R: quali princìpi?



Ok ok non mi sono disiscritto e anzi, ringrazio chi, in privato mi ha
esortato a non farlo. 

Mettiamo un pochino di puntini sulle "i", senza entrare in disqusizioni
tecnico/scientifiche, c'e' sicuramente chi è più qualificato di noi a farlo.

Mi si dice che è più facile discutere con chi la pensa come noi piuttosto
che il contrario, nulla di più vero. 

Ed è proprio questa banale affermazione la cusa della mia amarezza, io qui
pensavo di trovare alleati, magari su posizioni differenti, ma non nemici!

Carne o non carne? 

Cominciamo a dare una definizione precisa a questa cosa: "la carne". 

"Una mucca o una pecora morte che giacciono in un pascolo sono considerate
carogne. La stessa carcassa, trattata e appesa a un chiodo in macelleria,
passa per cibo! - J.H. Kellogg"

Carne, insieme di elementi organici? 
Carne, contenitore di vita? 
Carne, corpo ospitante esseri più o meno senzienti? 

Se la carne è considerata al pari di una cosa, il senso relativo a
qualsivoglia discussione el il senso relativo a "quella cosa".

Se la stessa è considerato un "contenitore di vita, capace di sensazioni
emozioni, gioie e dolori" il senso relativo a qualsivoglia discussione
cambia.

Proviamo a considerare la carne secondo la prima ipotesi. 

Per l'uomo, quell'insieme di elementi organici diventa carne solo dopo
opportune manipolazioni atte a renderla commestibile e quindi digeribile:
dissanguamento e conseguente uccisione del legittimo proprietario (e non il
contrario),  frollatura, cottura.

Prima di queste operazioni non può essere considerata cibo. 

Diversamente per gli animali carnivori, e per questo predatori, l'animale
proprietario di carne è cibo così come si trova, il predatore carnivoro
comincia a mangiare le carni della propria preda a cuore pulsante, cioè
mentre la stessa è viva, o quantomeno non fa differenza che lo sia o meno.
Anche i mangiatori di carogne non hanno bisogno di frollare e cuocere la
carne, per loro è già cibo cosi' come si trova.

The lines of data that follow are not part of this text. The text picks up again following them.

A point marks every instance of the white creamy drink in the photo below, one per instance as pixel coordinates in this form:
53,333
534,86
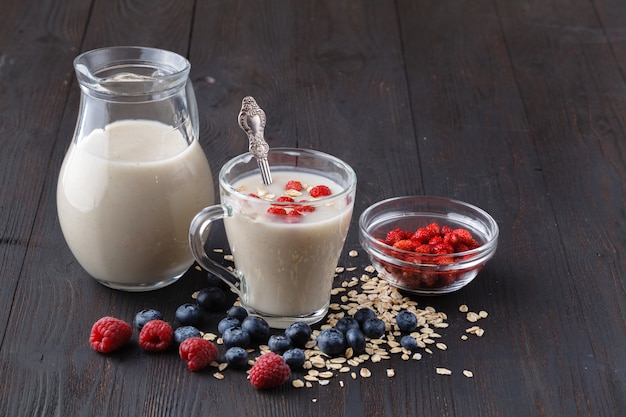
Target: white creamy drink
288,262
125,198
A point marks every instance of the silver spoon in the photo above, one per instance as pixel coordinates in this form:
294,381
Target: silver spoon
252,121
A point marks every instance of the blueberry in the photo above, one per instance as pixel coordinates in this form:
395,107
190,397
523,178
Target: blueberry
236,336
211,299
373,328
189,314
331,341
185,332
406,321
144,316
299,333
279,343
236,356
346,323
294,357
363,314
257,327
356,340
238,312
216,282
226,323
409,342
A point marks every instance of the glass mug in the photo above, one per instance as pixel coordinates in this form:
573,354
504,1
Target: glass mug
134,174
284,263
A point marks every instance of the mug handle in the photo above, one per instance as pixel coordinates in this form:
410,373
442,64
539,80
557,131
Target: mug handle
198,232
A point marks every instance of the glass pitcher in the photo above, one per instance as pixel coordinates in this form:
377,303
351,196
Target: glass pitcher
134,175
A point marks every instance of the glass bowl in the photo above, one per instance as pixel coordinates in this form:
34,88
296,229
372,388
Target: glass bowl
427,273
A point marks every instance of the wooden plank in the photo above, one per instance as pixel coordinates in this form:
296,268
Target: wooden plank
32,96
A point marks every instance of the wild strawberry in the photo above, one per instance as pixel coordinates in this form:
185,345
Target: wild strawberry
277,210
156,336
422,235
463,235
404,244
424,248
269,371
293,185
320,191
445,230
109,334
395,236
436,240
442,248
197,352
434,228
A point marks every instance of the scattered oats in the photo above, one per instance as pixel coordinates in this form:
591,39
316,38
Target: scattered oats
444,371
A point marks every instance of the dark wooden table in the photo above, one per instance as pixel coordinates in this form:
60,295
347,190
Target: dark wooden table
518,107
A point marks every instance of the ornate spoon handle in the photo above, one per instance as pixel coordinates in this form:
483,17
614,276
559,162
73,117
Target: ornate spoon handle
252,121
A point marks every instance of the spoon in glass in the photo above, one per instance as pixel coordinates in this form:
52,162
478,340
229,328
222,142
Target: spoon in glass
252,121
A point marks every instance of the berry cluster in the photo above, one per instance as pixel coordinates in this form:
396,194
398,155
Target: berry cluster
286,205
350,332
238,330
432,239
432,245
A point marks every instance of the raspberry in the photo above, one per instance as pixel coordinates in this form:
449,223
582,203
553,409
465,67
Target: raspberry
320,191
293,185
109,334
269,371
156,336
197,352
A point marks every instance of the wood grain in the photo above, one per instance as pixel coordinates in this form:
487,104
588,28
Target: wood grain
517,107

Al pari di una cosa quindi, la carne viene "prodotta (...), stoccata,
distribuita e commercializzata" creando un indotto notevole se consideriamo
anche tutti i sottoprodotti ed i derivati destinati all'industria (compresa
quella farmaceutica).

Il costo in termini di "impatto sull'ambiente" di questo tipo di attività
produttiva è tra i più alti, l'industria della carne "pesa sul pianeta" più
dell'industria del petrolio e della siderurgia messe assieme, tanto da
essere la prima causa di effetto serra. Il costo sociale delle malattide
"della civilizzazione" e della malnutrizione sono tra i più alti che tutte
le società debbono affrontare. 

(Non cito fonti o dati, l'ho gia fatto e comunque ci sono e sono disponibili
per tutti). 

E solo considerando questi aspetti nella sua globalità, il consumatore
critico (e responsabile) dovrebbe soffermarsi a ragionare su quanto sia il
caso di rivedere i suoi consumi in termini di prodotti di derivazione
animale.

( In termini prettamente animalisti, su 10 persone, far ridurre il consumo
di carne a 5 di queste salva più animali di quanti se ne salvino facendo
diventare uno di loro vegetariano/vegano ). 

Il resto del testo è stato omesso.